Gobin v. Kogel

388 So. 2d 486, 1980 La. App. LEXIS 4257
CourtLouisiana Court of Appeal
DecidedSeptember 16, 1980
DocketNo. 11908
StatusPublished
Cited by2 cases

This text of 388 So. 2d 486 (Gobin v. Kogel) is published on Counsel Stack Legal Research, covering Louisiana Court of Appeal primary law. Counsel Stack provides free access to over 12 million legal documents including statutes, case law, regulations, and constitutions.

Bluebook
Gobin v. Kogel, 388 So. 2d 486, 1980 La. App. LEXIS 4257 (La. Ct. App. 1980).

Opinion

REDMANN, Judge.

We earlier remanded this case, on an appeal after judge trial on the merits, “for evidence upon lost earnings and for reconsideration of the award for ‘permanent partial disability’ in the light of that evidence.” La.App. 4 Cir., 1979, 375 So.2d 755, 756 (emphasis added).

That remand was, as the trial judge correctly ruled, for the restricted purpose of admitting evidence on one element of damages; it did not require or authorize plaintiff to retry his whole case on his “permanent partial disability.” Only the amount of the award for that disability, and insofar only as the disability caused a loss of earnings, remained at issue.

Plaintiff, however, filed a “supplemental and amended petition” to specify lost wages as a separate item of damages and to increase thereby his allegation of the total amount of damages. Plaintiff also asked [487]*487for a jury trial. The trial judge signed an ex parte order authorizing the filing of this petition, and another trial judge signed an order for jury trial. Later, the trial judge granted a motion to “strike” the petition and request for jury trial.

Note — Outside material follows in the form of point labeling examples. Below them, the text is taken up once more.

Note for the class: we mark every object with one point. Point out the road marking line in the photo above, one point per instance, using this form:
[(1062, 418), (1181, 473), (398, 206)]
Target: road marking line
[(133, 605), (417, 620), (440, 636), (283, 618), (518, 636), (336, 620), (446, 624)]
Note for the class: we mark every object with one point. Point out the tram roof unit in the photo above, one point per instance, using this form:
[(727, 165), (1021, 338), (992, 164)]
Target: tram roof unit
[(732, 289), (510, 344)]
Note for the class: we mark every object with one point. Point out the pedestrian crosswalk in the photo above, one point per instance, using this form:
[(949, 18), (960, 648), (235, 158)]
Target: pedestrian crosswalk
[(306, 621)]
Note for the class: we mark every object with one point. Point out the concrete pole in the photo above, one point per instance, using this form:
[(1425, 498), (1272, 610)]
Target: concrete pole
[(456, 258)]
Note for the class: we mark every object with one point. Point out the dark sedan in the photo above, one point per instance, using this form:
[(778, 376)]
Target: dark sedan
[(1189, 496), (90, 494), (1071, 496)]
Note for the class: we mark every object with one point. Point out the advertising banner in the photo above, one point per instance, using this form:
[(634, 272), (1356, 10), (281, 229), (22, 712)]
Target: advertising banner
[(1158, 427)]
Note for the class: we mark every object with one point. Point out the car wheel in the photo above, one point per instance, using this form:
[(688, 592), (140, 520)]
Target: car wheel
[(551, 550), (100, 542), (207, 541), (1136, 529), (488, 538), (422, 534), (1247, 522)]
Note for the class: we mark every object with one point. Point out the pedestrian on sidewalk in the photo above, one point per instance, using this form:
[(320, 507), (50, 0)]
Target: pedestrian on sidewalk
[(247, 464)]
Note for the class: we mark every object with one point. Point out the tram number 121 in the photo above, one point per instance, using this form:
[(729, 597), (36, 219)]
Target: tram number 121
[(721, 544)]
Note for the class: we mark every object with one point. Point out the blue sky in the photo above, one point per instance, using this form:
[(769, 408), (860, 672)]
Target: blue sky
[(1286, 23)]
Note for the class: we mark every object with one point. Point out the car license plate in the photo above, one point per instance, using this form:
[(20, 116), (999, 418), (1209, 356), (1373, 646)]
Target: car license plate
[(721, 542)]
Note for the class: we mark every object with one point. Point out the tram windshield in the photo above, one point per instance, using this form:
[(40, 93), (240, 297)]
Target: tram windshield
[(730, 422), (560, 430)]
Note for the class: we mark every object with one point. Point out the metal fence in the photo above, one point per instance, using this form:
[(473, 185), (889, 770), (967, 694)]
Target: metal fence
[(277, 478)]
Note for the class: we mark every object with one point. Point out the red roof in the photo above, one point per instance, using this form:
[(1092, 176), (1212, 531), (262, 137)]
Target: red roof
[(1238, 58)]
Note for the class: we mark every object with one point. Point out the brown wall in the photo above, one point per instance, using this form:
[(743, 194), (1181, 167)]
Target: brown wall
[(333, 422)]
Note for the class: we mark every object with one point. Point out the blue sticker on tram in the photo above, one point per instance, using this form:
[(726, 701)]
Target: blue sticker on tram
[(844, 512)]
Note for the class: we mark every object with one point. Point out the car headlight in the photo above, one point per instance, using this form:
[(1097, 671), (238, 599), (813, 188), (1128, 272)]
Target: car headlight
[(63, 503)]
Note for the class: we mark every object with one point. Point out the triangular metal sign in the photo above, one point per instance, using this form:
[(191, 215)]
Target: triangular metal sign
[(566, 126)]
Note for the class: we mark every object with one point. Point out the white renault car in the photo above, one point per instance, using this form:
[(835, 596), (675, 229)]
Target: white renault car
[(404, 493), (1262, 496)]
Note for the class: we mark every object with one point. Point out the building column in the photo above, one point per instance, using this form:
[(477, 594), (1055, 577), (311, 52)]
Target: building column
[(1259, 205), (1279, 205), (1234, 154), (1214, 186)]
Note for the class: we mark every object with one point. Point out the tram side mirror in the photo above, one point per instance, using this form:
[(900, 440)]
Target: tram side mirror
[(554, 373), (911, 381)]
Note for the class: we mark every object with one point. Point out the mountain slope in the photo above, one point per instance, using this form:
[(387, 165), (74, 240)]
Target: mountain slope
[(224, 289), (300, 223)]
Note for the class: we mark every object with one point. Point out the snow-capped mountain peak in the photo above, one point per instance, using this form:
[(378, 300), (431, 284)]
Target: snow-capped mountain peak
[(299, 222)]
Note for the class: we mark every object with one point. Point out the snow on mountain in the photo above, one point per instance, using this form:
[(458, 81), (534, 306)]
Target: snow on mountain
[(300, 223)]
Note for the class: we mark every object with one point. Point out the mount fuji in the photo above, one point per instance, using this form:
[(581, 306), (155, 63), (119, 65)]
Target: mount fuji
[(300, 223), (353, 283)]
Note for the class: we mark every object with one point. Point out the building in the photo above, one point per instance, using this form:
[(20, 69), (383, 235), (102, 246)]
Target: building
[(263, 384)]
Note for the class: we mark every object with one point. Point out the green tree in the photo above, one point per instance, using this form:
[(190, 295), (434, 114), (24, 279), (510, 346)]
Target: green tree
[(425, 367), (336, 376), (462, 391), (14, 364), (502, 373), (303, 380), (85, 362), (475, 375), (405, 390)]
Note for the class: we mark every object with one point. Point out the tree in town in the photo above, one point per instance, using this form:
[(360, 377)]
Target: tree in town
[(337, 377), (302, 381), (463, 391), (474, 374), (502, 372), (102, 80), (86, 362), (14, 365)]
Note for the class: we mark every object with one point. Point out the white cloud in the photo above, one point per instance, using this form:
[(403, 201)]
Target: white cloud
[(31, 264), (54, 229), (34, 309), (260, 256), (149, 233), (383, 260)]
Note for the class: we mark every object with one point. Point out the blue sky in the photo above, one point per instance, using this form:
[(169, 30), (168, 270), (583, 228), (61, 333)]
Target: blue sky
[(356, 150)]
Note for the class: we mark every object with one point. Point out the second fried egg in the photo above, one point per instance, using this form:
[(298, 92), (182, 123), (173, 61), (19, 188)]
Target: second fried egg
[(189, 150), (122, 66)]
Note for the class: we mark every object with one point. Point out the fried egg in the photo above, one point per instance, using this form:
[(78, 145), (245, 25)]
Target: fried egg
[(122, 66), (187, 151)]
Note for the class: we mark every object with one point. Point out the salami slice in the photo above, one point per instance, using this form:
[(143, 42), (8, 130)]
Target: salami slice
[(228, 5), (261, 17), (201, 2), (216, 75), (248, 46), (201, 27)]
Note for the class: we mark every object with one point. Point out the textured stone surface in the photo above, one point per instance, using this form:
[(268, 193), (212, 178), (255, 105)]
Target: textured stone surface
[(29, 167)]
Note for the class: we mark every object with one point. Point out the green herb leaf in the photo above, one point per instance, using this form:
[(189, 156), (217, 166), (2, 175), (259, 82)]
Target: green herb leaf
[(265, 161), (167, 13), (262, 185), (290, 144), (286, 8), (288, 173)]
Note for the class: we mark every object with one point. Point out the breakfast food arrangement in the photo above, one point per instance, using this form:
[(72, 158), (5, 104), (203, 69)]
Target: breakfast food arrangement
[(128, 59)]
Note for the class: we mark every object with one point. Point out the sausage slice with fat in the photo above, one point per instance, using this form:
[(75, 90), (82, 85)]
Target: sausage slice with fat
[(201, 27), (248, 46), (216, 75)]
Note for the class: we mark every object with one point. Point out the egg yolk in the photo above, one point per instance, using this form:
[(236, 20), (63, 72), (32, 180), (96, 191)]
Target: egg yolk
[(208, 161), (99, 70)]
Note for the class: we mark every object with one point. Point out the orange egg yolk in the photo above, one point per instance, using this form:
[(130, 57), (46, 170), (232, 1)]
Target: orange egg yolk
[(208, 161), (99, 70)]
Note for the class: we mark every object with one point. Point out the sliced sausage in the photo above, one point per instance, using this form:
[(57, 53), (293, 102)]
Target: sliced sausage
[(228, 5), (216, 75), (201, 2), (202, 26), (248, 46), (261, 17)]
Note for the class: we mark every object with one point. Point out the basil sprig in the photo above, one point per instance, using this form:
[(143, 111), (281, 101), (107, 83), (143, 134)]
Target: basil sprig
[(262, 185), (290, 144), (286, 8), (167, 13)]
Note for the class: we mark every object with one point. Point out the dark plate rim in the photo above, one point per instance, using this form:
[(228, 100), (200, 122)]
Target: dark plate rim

Applying for writs, plaintiff argues that defendants’ motion to strike plaintiff’s post-appeal pleadings should not be considered, because the motion was filed after C.C.P. 964’s 15-day period for a motion to strike. We reject this argument. The purpose of a motion to strike under art. 964 is to purge pleadings of “redundant, immaterial, impertinent, or scandalous matter.” The present motion is not one to clean up authorized pleadings; its purpose is to reject these “pre-trial” pleadings in their entirety because the case has already been tried. (Indeed, if plaintiff had made a proffer under C.C.P. 1636 of the excluded evidence at the trial, we would have evaluated it and rendered a final judgment when we decided the appeal a year ago.) Thus art. 964 is not applicable to defendants’ motion in this case.

Plaintiff’s amendment, basically of quantum, does not warrant discussion of the broader question of whether damages discovered after a restricted remand can be sought by supplemental petition. We rule only that the trial judge was correct in rejecting a petition increasing alleged quantum for an element of damages we held already sufficiently pleaded in the earlier petitions.

Writs are therefore refused.

WRIT REFUSED.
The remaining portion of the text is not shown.